| To obtain a suitable lot on which to build and to erect a small wooden
frame church from roughly sawed and roughly planed lumber by the Catholics of
Atlanta in 1847 in 1848 required more sacrifices and more effort than would be
required to build a handsome stone church today. The Catholic citizens of those
early days possessed a strong faith in both their religion and in their newly
born city.
The sacrifices and hardships undergone; the difficulties and obstacles
overcome; the welcome sight of a visiting missionary; the joy of participating
in the holy sacrifice of Mass is best told by one who lived in Atlanta at that
time.
The first priest ordained from Atlanta was Rev. Father J. A. Doonan, S. J.

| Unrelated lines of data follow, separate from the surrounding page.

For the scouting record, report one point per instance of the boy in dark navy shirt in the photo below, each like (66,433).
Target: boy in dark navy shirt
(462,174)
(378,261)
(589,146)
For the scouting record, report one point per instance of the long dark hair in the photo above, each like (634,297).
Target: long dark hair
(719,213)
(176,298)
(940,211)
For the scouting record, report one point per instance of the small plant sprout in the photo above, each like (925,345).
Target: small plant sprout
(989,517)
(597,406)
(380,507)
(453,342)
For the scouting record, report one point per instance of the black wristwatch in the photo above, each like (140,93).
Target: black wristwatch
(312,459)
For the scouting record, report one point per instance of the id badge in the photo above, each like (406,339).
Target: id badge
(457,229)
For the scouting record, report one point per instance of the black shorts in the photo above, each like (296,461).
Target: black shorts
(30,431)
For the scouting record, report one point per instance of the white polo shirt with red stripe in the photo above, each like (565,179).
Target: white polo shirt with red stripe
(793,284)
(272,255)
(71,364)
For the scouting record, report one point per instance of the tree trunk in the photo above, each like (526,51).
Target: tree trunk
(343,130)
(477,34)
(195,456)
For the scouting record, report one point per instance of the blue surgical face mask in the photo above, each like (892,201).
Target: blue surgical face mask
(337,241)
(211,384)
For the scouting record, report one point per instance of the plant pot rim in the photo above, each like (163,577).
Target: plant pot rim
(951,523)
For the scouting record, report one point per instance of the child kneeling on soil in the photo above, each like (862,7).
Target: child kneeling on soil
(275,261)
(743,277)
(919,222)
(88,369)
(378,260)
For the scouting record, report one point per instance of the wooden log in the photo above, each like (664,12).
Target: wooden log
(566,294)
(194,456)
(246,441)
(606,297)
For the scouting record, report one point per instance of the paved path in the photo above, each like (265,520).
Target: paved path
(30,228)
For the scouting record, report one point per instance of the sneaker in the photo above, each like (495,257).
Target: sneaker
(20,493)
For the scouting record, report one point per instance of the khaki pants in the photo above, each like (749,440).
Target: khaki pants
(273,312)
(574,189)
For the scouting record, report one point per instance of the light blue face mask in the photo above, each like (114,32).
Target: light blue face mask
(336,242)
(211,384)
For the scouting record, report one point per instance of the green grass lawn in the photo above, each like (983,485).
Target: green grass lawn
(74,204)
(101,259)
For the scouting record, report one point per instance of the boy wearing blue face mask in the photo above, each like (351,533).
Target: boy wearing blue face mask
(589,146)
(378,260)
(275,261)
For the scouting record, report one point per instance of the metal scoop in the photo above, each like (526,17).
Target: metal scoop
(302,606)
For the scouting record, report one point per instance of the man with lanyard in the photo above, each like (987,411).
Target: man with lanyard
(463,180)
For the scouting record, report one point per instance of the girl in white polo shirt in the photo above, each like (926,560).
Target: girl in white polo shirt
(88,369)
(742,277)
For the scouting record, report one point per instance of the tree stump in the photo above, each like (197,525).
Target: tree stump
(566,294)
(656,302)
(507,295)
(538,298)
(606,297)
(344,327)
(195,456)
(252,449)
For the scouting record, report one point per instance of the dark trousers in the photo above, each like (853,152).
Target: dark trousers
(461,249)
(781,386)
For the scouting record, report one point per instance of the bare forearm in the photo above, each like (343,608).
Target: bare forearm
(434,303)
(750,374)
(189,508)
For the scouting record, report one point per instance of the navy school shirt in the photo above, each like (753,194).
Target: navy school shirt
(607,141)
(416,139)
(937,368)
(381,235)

In April 1909, he dictated the following personal recollections of The
Early Days of Catholicity in Atlanta to his nephew, Rev. John B. Doonan,
S. J. It is through the courtesy of this family, one of the oldest and most
respected families in the city, that we are enabled to publish these
Personal Recollections.
In 1846, my father, Terence Doonan, removed his little family from
Augusta to establish business and a home at the terminus in the DeKalb County
of the Western Atlantic and Georgia Railroads, then known as Marthasville,
named from the daughter of the Governor of the state, the present site of the
flourishing city of Atlanta. He carried with him a promise from Augusta s
saintly pastor, Father John Barry, in later years the second Bishop of
Savannah, that he himself would occasionally attend the religious wants of the
family, a promise for many years faithfully redeemed. Of the Apostolic spirit
of Father Barry, aglow with the charity of Christ, evidence is furnished by the
fact that he took under his roof, housing and supporting them, numbers of
orphan boys, left homeless and unprotected after the fearful cholera epidemic
in the decade '30. To consuming zeal this good priest united personal sanctity,
the outcome of a true spirit of prayer and love of mortification.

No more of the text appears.